A mitad de las escaleras me tropecé con el vestido, pero jamás sentí ningún golpe, esperaba sentir al menos algo de dolor, cuando abrí los ojos me encontré en los brazos de Sebastian.
- Le advertí que sería peligroso my lady- me susurro al oído
- Guarda silencio! -le reclame toda roja- ahora ponme de regreso en el piso
- Está segura de ya estar bien?
- No me paso nada!- le reclame
-Whoa!- escuche que dijo alguien más, recé por qué no fuera él, pero al voltear a ver, ahí estaba el, con un tarro de cerveza en la mano
- Ro..Ronald!- Exclame
- Naahh.. parece que Jill-chan intenta olvidar a Sempai en brazos de un demonio- Dijo con una sonrisa picara y molesta- No te culparía por tratar de matar este tiempo de descanso, después de todo, perece que aparte de Sempai no tienes tan malos gustos... pero no podrían irse a un lugar menos publico, están en plenas escaleras
- Un caballero jamás haría eso a menos que la dama lo permita.. no es así Lady Sutcliff?- dijo Sebastian
- Que?!- exclame...- Te matare maldito demonio- Lo amenace toda roja
Sebastian solo se quedo mirando tranquilamente mis expresiones , por mi parte, estaba a punto de estrangularlo, así que lo aparte de mi, e iba a atacar a ese idiota, pero Sebastian me sujeto del hombro
- My lady, es hora del té, no debemos demorar más tiempo
- Muy bien- susurre avanzando por el pasillo- Te asesinare más tarde - le dije a Ronald en voz baja cuando pase a su lado
Deje la katana en el camarote, Ronald venia siguiéndonos con una mirada picara, algo estaba tramando, pero no podía adivinarlo.
- Espero que mañana por la noche nos acompañen tu y el demonio- me dijo dándole un sorbo a la cerveza
- Acompañarte?- le pregunte
- Secreto- me dijo llevando su dedo índice a los labios
Salí de la habitación, aun tenía que reunirme con Ciel y la marquesa.
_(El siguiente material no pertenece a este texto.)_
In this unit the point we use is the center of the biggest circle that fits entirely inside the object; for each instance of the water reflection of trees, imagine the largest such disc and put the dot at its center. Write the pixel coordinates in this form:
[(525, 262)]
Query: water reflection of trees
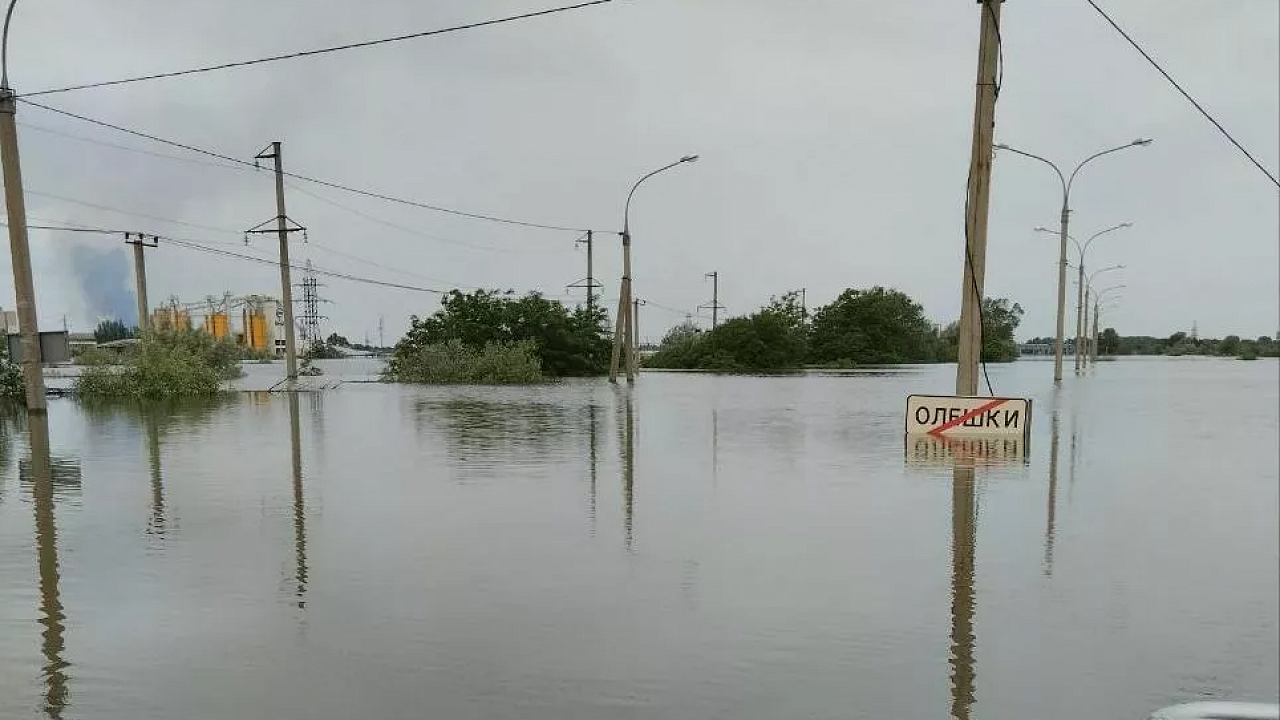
[(492, 429)]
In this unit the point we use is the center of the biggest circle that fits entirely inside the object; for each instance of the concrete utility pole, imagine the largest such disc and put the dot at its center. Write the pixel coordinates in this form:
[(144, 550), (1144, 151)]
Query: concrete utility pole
[(714, 305), (282, 231), (589, 283), (140, 274), (978, 201), (1082, 327), (1082, 340), (1064, 220), (624, 331), (16, 206)]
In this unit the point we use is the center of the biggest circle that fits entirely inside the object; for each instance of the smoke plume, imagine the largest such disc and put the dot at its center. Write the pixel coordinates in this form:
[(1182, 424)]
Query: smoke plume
[(104, 279)]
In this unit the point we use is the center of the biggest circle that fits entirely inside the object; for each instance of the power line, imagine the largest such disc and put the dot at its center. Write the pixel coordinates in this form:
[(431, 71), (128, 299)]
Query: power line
[(295, 176), (1187, 95), (406, 229), (126, 147), (108, 209), (323, 50), (202, 247)]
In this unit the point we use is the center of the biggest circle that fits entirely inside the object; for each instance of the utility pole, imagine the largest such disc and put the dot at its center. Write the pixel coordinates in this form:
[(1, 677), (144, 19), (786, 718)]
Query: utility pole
[(283, 228), (622, 324), (1093, 349), (978, 201), (589, 283), (635, 324), (140, 274), (24, 286), (714, 306)]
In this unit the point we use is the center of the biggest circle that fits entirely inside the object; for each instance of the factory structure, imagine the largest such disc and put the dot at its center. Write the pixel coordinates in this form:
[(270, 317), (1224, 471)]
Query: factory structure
[(254, 322)]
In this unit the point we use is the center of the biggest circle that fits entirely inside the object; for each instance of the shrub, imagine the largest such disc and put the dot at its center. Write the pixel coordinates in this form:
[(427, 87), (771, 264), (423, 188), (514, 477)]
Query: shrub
[(165, 364), (455, 363)]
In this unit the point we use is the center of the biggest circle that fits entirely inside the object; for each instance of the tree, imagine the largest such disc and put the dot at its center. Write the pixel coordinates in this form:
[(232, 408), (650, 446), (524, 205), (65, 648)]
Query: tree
[(568, 342), (1109, 341), (109, 331), (1229, 345), (872, 327), (760, 342), (1000, 320)]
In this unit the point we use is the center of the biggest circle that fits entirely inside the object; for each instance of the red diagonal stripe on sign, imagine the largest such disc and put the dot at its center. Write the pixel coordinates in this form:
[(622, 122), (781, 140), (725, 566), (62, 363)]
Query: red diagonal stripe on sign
[(973, 413)]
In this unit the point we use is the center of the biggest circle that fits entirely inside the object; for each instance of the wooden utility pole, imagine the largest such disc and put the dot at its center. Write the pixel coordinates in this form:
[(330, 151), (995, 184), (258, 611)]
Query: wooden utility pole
[(714, 305), (635, 326), (978, 201), (283, 228), (140, 274), (589, 283), (23, 285)]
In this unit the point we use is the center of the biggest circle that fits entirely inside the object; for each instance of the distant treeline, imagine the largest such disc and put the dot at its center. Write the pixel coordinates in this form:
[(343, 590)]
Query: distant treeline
[(1110, 342), (862, 327)]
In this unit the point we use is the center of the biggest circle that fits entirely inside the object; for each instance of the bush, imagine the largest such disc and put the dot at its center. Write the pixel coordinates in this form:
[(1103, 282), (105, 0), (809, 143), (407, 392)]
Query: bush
[(165, 364), (453, 363)]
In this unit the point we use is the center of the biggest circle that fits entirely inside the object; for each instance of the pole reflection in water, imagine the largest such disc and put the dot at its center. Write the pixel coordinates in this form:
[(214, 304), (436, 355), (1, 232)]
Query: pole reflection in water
[(51, 615), (156, 524), (1051, 511), (629, 454), (590, 434), (964, 531), (714, 447), (300, 522)]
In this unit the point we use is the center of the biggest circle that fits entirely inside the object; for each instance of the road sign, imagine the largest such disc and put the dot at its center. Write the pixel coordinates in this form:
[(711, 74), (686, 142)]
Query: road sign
[(944, 415)]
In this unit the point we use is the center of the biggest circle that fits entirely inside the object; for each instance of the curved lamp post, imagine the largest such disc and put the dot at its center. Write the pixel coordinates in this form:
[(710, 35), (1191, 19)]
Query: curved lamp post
[(1088, 292), (625, 323), (1082, 326), (23, 285), (1064, 222), (1097, 310)]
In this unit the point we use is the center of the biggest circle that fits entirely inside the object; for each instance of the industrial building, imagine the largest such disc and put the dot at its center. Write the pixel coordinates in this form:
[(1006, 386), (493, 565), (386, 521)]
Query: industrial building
[(255, 322)]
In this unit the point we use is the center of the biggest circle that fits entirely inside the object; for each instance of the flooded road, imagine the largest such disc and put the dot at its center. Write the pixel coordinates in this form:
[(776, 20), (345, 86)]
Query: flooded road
[(700, 547)]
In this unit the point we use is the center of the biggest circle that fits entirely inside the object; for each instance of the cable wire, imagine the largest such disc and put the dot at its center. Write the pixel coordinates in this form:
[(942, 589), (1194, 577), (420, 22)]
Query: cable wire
[(295, 176), (1187, 95), (321, 50)]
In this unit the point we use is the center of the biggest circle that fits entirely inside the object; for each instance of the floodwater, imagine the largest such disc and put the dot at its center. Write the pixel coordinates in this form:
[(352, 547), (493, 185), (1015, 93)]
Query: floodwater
[(702, 547)]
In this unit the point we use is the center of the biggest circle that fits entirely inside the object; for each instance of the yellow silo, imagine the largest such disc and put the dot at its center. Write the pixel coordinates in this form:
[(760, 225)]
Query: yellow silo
[(218, 326)]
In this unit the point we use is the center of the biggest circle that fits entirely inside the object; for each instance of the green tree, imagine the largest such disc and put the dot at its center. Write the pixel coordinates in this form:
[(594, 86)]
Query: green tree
[(109, 331), (1000, 320), (762, 342), (568, 342), (872, 327), (1109, 342)]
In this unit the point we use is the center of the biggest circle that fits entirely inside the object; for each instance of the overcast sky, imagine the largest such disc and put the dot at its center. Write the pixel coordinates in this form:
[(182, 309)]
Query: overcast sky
[(835, 141)]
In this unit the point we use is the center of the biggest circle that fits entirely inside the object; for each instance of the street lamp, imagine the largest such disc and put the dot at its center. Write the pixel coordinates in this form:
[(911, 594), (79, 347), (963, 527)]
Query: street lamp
[(625, 326), (1064, 222), (23, 285), (1088, 291), (1097, 309), (1082, 326)]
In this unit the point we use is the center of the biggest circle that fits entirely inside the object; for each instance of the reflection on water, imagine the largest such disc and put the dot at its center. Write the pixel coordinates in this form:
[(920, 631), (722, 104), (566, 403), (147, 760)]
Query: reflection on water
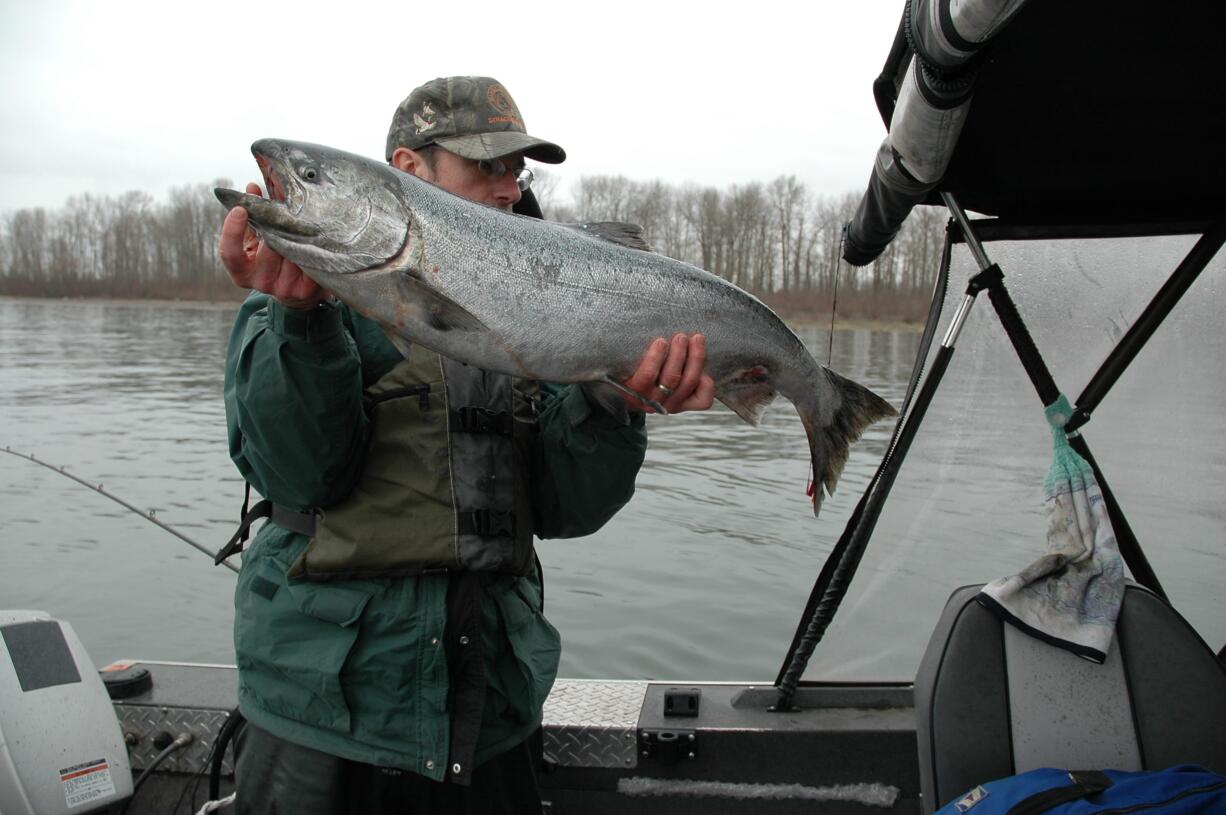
[(701, 576)]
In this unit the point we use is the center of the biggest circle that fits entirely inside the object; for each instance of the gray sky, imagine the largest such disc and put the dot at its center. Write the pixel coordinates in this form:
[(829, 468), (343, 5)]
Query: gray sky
[(108, 97)]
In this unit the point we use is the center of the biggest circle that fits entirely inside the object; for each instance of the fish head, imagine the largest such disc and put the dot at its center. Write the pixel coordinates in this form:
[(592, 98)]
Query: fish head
[(326, 210)]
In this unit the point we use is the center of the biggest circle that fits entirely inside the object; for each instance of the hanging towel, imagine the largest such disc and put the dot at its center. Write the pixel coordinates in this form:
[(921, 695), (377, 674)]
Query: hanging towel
[(1070, 596)]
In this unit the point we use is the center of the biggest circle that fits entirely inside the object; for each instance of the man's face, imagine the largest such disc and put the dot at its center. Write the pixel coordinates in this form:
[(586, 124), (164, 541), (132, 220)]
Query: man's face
[(465, 178)]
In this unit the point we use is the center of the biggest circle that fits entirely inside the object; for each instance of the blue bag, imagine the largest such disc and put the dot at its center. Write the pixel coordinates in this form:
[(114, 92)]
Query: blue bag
[(1183, 789)]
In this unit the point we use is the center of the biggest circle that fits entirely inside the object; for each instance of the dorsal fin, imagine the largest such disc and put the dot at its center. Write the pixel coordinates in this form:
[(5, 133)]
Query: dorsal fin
[(614, 232)]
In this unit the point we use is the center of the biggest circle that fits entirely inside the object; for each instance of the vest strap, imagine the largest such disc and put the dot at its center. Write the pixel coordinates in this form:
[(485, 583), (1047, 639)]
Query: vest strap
[(486, 522), (478, 419), (300, 522)]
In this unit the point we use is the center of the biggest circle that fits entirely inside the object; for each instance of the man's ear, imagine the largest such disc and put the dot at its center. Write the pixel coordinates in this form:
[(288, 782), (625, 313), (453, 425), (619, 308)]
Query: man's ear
[(408, 161)]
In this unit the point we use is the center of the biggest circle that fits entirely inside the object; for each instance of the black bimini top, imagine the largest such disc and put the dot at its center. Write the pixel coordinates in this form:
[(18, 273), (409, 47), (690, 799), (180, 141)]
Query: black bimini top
[(1051, 112)]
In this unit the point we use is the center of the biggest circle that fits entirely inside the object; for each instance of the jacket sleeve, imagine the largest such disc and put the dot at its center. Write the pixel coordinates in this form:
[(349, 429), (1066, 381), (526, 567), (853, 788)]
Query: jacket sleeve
[(293, 403), (586, 462)]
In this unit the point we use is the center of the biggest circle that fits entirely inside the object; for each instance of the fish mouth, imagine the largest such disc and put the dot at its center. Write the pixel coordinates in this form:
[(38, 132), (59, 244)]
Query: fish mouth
[(286, 199), (281, 186)]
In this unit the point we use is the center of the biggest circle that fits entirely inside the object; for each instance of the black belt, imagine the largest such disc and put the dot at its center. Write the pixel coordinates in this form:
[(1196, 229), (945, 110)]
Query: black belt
[(300, 522)]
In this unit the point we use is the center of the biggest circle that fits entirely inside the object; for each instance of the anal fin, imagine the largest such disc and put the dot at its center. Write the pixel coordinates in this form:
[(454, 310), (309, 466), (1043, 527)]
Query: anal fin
[(748, 392)]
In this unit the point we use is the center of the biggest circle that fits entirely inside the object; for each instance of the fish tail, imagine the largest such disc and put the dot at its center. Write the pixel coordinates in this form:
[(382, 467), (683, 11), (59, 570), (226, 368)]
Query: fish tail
[(856, 407)]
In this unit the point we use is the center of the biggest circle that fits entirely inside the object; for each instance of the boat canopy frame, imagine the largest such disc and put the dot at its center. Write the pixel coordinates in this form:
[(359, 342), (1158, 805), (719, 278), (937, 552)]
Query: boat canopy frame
[(1095, 119), (840, 566)]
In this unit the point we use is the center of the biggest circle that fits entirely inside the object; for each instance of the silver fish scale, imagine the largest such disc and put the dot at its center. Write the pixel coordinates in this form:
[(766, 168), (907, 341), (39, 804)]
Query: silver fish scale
[(602, 303)]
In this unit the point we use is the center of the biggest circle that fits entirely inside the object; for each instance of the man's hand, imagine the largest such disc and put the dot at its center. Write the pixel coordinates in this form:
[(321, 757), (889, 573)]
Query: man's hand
[(672, 374), (251, 265)]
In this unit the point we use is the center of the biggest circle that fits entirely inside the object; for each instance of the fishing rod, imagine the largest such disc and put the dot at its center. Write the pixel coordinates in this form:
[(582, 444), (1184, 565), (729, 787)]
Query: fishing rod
[(97, 488)]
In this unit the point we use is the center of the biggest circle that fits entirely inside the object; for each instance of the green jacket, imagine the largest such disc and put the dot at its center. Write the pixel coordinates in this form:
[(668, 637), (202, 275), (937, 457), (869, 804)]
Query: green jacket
[(357, 668)]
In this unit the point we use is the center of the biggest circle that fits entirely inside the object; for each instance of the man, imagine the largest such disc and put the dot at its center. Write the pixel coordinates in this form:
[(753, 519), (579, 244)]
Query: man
[(389, 630)]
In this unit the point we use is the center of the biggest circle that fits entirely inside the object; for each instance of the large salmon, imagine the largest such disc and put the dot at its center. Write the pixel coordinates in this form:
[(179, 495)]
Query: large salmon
[(562, 303)]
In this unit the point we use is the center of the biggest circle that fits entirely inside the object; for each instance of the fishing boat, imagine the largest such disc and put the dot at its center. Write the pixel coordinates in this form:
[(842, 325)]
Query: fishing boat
[(1074, 147)]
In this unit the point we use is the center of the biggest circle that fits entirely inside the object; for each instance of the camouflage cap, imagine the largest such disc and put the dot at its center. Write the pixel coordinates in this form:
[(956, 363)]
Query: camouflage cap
[(470, 115)]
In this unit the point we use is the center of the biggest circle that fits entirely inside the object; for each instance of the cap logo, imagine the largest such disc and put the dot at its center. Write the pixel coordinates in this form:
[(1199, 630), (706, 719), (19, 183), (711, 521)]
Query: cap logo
[(500, 101), (424, 120)]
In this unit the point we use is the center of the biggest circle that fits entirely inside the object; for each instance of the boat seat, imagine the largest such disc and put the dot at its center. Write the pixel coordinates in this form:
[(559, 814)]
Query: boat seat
[(992, 701)]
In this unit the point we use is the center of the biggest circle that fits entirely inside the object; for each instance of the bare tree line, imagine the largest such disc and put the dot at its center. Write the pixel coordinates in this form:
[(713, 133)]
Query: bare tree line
[(125, 246), (775, 239)]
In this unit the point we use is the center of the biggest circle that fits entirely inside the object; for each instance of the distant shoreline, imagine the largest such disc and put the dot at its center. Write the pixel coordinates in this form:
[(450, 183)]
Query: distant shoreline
[(796, 321)]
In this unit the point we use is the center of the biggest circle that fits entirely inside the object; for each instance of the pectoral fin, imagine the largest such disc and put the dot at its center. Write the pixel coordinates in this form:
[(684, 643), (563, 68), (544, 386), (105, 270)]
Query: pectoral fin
[(435, 309)]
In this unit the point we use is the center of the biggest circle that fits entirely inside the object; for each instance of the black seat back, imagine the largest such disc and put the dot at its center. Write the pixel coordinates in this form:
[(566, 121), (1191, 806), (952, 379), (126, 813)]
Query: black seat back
[(992, 701)]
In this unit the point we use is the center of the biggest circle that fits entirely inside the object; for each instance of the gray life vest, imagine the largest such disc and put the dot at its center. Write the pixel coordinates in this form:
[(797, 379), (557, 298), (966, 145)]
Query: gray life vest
[(445, 479)]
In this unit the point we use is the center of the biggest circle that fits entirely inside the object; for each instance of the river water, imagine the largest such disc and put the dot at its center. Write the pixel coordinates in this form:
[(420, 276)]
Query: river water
[(701, 576)]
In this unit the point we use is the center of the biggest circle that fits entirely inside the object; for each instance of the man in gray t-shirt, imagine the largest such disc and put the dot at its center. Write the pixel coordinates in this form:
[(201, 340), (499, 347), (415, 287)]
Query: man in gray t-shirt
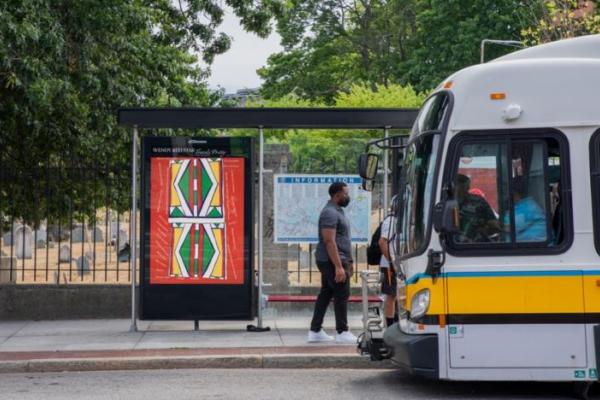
[(334, 260)]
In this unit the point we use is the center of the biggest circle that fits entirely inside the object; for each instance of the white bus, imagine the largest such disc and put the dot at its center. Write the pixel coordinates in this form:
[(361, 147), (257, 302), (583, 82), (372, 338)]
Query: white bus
[(498, 251)]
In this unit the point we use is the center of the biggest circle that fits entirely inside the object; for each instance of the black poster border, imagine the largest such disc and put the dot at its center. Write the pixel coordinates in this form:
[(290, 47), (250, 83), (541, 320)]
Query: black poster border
[(196, 302)]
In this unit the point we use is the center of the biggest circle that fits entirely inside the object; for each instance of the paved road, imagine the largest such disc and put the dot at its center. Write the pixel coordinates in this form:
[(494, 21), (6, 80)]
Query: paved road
[(317, 384)]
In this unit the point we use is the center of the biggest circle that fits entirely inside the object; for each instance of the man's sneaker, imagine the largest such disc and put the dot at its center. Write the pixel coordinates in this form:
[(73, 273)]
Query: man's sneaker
[(346, 338), (321, 336)]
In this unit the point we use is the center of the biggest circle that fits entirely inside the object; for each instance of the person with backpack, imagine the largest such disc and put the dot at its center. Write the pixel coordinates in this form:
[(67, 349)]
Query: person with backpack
[(380, 252)]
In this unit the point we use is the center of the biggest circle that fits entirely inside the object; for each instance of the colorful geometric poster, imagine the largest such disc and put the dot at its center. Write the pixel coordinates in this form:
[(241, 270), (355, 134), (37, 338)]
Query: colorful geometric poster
[(197, 234), (196, 242)]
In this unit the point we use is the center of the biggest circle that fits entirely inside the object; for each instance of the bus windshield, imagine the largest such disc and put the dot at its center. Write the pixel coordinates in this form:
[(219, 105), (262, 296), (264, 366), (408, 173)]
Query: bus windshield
[(418, 175), (419, 169)]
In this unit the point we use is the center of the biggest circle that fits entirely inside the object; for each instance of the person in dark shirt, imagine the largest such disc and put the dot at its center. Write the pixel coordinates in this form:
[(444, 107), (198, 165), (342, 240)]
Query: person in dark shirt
[(478, 222), (334, 260)]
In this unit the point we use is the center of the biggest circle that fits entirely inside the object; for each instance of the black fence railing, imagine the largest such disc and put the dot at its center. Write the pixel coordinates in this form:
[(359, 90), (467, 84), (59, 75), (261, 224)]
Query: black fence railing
[(62, 224)]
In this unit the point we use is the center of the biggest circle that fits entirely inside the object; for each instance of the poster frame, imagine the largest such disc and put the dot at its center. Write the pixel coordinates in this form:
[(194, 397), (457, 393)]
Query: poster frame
[(202, 302)]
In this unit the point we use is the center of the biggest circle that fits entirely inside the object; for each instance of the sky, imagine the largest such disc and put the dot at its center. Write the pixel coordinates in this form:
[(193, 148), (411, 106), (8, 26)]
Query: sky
[(236, 69)]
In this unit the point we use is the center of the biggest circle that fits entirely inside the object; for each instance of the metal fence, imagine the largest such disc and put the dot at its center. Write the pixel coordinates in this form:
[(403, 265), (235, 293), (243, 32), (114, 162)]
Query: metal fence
[(67, 240), (85, 241)]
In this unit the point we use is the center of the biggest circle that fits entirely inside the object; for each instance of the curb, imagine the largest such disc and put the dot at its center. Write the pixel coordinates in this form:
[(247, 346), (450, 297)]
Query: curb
[(289, 361)]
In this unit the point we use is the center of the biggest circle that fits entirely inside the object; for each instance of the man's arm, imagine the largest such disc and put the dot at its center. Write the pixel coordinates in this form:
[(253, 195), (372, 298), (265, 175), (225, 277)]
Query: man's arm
[(328, 235), (384, 246)]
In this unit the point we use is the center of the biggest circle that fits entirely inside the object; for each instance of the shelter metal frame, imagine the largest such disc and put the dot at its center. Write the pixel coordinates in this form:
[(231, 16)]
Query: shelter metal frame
[(258, 118)]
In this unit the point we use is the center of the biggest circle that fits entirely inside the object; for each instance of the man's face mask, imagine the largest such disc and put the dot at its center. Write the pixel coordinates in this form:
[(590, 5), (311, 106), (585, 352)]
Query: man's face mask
[(345, 201)]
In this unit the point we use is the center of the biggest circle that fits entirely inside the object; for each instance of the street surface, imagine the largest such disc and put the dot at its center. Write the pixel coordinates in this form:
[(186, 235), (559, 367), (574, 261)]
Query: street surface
[(313, 384)]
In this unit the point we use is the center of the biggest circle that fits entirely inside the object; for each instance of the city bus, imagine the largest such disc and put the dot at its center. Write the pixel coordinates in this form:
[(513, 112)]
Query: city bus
[(498, 228)]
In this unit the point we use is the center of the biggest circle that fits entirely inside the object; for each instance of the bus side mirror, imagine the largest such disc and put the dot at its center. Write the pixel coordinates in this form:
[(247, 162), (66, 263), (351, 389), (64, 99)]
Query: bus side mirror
[(368, 185), (367, 166), (446, 217)]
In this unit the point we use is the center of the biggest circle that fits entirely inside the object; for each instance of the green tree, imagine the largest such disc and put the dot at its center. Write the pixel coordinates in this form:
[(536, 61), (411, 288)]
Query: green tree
[(336, 150), (67, 66), (563, 19), (449, 33), (330, 45)]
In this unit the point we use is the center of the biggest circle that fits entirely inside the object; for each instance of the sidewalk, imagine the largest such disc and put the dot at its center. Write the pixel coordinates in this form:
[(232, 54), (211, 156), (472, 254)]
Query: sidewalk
[(86, 345)]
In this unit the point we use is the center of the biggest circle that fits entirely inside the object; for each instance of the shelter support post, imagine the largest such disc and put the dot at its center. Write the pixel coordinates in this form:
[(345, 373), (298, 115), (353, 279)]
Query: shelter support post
[(385, 173), (133, 226), (261, 303)]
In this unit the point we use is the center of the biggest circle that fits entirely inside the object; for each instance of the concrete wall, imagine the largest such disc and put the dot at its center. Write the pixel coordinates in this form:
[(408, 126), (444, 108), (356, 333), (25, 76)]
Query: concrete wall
[(50, 302), (38, 302)]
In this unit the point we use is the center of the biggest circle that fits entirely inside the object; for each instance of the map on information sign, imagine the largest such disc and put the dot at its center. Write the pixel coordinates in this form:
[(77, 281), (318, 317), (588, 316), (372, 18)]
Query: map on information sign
[(299, 199)]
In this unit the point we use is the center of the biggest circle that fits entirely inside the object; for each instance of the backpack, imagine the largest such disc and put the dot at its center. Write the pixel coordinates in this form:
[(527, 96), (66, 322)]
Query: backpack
[(373, 251)]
El resto del día fue muy tranquilo, me la pase todo el tiempo pensando, el maldito de Ronald me había dejado con la intriga, para que nos querría a mí y a Sebastian mañana por la noche, además, me encontraba confusa, más que nada, deseaba ver a mi hermano en esos momentos.
Esa noche que regrese al camarote, Ronald no estaba ahí, al menos la habitación no olía a alcohol, y lo más probable es que siguiera en el bar. Me quede dormida en mi cama después de haberme zafado del vestido, al menos mis ropas estaban en la habitación, así que no era necesario usar el vestido mañana. "y pensar que aún me quedan tres días a bordo de este barco" suspire abrazando una almohada.